Preventive Maintenance training
By Torbjörn Idhammar
Classroom reliability training followed by practical experience could end money being wasted on maintenance courses and seminars that workers quickly forget.
Companies can spend thousands of dollars on maintenance training, but often, very little of the knowledge gained on maintenance and reliability training courses is ever used in the plant. In fact it is common for trainees to forget some of the lessons learnt, just weeks after the event. One way to help resolve this phenomenon could be to give classroom maintenance training in conjunction with practical experience.
It may be a good idea to economically justify all training seminars that are given in a plant. There is not much point in holding a reliability training seminar if it isn't for eventual economical gain. The reliability training must have a purpose that should be decided before the training starts and should never be performed unless there is a plan to implement the lessons learnt.
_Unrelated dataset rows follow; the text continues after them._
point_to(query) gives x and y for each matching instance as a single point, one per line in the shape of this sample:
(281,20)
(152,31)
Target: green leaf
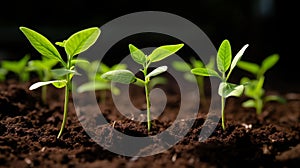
(248,66)
(42,44)
(181,66)
(56,83)
(163,51)
(224,56)
(81,41)
(238,57)
(249,103)
(157,71)
(205,72)
(230,89)
(137,55)
(269,62)
(62,72)
(120,76)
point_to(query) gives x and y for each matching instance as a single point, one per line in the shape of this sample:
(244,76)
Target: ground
(28,130)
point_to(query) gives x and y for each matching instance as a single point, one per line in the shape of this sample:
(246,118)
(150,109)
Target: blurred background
(268,26)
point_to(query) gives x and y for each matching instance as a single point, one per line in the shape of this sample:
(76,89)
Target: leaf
(157,71)
(230,89)
(249,103)
(205,72)
(56,83)
(224,56)
(81,41)
(238,57)
(42,44)
(269,62)
(181,66)
(120,76)
(137,55)
(163,51)
(62,72)
(248,66)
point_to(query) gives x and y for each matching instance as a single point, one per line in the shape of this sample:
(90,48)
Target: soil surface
(28,130)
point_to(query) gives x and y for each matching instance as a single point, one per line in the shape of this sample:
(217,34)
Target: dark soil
(28,131)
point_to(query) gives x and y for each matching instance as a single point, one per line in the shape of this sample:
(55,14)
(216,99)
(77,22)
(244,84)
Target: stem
(44,94)
(148,105)
(223,111)
(66,103)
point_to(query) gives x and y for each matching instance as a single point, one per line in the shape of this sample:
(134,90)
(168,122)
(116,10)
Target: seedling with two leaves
(94,70)
(224,63)
(127,77)
(254,87)
(18,67)
(74,45)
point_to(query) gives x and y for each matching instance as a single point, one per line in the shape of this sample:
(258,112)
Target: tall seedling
(226,89)
(74,45)
(127,77)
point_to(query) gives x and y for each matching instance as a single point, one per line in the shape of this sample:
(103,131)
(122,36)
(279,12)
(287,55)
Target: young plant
(74,45)
(254,88)
(17,67)
(43,69)
(226,89)
(127,77)
(186,68)
(94,70)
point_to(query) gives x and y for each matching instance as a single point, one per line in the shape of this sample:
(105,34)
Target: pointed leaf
(181,66)
(42,44)
(163,51)
(157,71)
(56,83)
(81,41)
(205,72)
(224,56)
(120,76)
(229,89)
(62,72)
(248,66)
(238,57)
(137,55)
(269,62)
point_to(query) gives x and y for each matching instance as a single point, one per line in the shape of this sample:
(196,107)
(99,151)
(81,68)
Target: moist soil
(28,130)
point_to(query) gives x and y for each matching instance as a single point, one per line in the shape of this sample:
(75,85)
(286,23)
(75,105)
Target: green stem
(148,105)
(44,94)
(223,111)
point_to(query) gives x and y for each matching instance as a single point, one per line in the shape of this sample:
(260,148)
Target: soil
(28,130)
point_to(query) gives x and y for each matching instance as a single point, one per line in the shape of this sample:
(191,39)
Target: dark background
(268,26)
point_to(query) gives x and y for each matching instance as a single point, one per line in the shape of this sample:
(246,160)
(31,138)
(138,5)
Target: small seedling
(43,69)
(127,77)
(17,67)
(186,69)
(254,88)
(74,45)
(226,89)
(94,70)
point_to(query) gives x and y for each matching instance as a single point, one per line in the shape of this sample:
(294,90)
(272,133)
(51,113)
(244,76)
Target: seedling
(254,88)
(43,69)
(17,67)
(127,77)
(74,45)
(186,69)
(94,70)
(226,89)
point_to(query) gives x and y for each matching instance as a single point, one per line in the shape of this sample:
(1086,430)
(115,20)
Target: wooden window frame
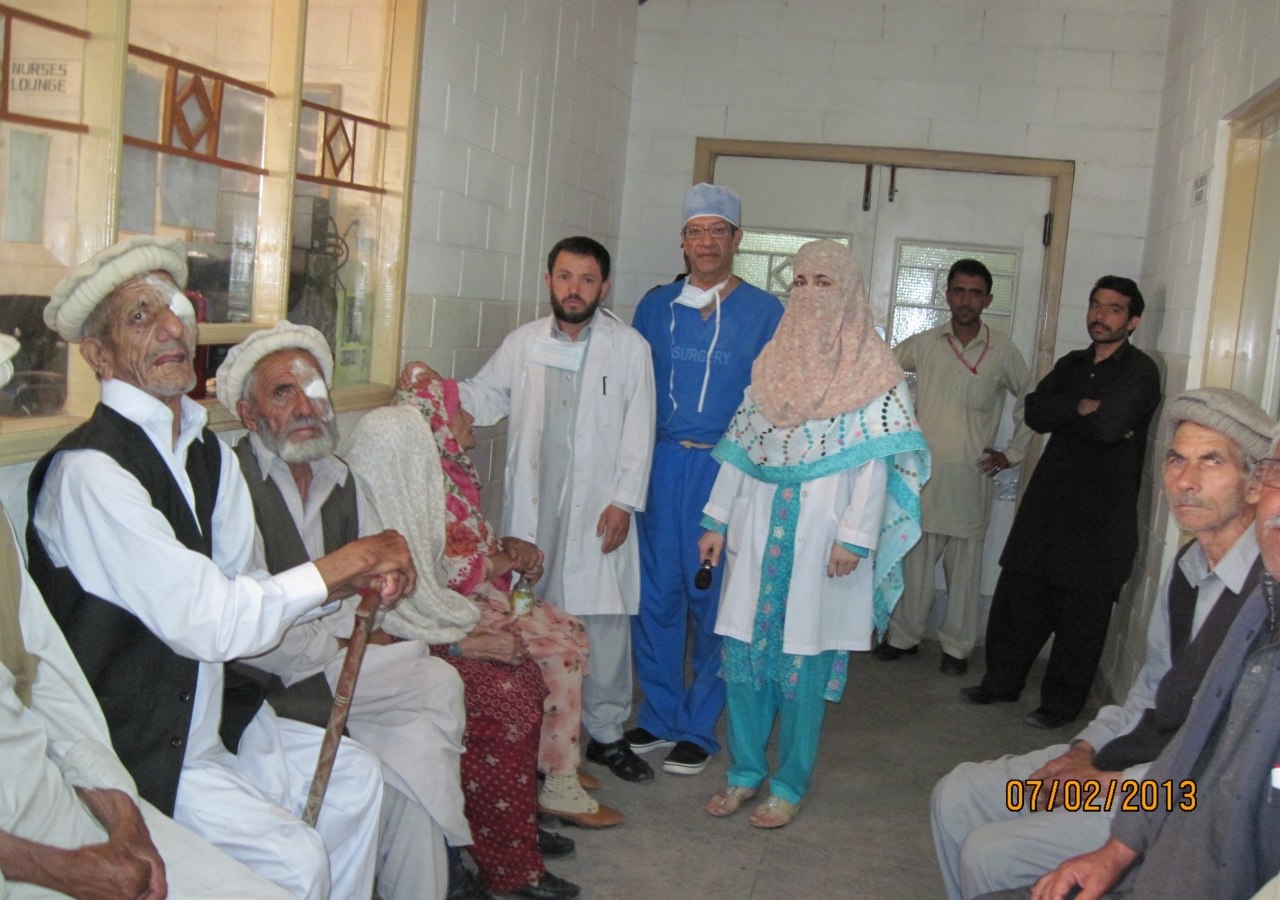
(106,50)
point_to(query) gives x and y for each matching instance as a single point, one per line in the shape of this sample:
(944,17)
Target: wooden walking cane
(341,704)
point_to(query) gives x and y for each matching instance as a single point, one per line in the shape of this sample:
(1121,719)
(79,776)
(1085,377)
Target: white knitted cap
(91,282)
(243,356)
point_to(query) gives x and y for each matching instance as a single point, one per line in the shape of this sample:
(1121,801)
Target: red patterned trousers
(499,768)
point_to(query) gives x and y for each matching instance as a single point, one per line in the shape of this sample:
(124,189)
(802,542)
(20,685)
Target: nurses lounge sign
(45,86)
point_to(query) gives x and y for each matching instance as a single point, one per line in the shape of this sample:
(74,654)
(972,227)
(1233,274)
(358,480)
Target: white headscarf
(393,452)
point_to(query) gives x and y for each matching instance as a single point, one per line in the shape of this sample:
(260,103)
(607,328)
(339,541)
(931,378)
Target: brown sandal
(776,804)
(730,799)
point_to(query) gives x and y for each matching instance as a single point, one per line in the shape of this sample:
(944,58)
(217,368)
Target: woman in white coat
(816,505)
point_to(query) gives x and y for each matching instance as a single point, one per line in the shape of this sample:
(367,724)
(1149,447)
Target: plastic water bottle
(522,597)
Once the training is finished, mill management should check that the implementation plan is being followed.
Management should also communicate to trainees that:
- results are expected from the maintenance training;
- support for implementation of the reliability course will be provided;
- there will be a follow-up on the results.
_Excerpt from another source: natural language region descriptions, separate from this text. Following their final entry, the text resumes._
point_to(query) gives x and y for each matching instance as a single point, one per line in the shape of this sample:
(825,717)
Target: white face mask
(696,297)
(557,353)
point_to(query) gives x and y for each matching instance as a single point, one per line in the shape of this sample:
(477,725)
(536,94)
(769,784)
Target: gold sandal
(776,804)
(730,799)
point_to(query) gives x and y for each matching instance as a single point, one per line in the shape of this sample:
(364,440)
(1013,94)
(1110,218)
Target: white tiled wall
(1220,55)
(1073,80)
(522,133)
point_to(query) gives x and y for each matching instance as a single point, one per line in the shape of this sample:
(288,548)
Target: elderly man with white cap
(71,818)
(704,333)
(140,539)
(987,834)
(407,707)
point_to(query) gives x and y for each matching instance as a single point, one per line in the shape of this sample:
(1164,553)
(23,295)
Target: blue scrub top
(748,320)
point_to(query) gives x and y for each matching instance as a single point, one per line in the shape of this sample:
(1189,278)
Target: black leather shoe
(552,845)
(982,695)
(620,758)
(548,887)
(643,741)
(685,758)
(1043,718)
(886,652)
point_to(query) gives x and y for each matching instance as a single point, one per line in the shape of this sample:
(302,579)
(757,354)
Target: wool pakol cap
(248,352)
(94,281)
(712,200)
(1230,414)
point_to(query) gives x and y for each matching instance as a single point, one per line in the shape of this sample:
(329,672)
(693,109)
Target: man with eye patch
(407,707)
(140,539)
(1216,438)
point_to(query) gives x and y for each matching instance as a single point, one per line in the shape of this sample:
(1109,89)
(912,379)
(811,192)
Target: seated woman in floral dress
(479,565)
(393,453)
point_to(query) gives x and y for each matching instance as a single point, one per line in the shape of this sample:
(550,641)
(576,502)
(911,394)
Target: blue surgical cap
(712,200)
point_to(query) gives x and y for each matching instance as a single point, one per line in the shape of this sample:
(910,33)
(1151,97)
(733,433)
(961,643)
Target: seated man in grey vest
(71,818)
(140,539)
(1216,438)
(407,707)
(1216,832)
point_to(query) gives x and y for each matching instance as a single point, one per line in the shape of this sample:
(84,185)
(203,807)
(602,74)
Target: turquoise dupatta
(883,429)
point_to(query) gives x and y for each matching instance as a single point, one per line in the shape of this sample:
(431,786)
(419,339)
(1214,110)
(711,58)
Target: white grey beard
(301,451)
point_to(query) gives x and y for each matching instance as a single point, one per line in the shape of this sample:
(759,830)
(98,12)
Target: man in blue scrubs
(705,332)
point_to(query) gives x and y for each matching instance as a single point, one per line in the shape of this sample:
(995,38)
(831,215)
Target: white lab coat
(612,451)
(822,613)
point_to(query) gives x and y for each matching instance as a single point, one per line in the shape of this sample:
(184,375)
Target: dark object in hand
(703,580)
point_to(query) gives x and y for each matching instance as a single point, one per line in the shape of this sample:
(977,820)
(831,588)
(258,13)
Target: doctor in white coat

Training in the maintenance department of a plant often focuses on reliability of equipment and the lowering of maintenance cost.
A good example is alignment training. Alignment is usually carried out by mechanics when installing a new pump, motor or gearbox, for example.
Conventional training on alignment would usually focus on how to use a laser alignment tool. This approach is fair enough, as most mechanics need to know how to use such equipment. But a better approach could be to include an implementation and/or an improvement plan. An alignment plant standard could be reinforced and a few pieces of equipment could be checked in the plant, so that the class knows how well-aligned their mill equipment already is. Some equipment could be realigned in the mill, so that before and after readings can be taken. An improvement plan with a goal to improve alignment could be drawn up during the training.
Many training seminars teach the theory of what to do and, at best, give some hands-on examples in the classroom. Admittedly, some plants do very well by training a few key people who then are able to transform what they have learned into an implementation process. However, most plants will put a number of people through a training class, only for the training never to be heard of again. If the lessons can be implemented in the trainees' mill during the training session, practical problems such as safety, finding the right tools, getting time from machine operators, informing supervisors and finding spare parts will become a part of the training.
Maintenance consultant company in the USA, IDCON, has structured a training class called the Reliability Jump Start program, based on the above principles. Its program evolved from a training seminar it gave to a plant in China. The Chinese mill wanted the company to teach the concepts and then go out into the mill and demonstrate what it had talked about.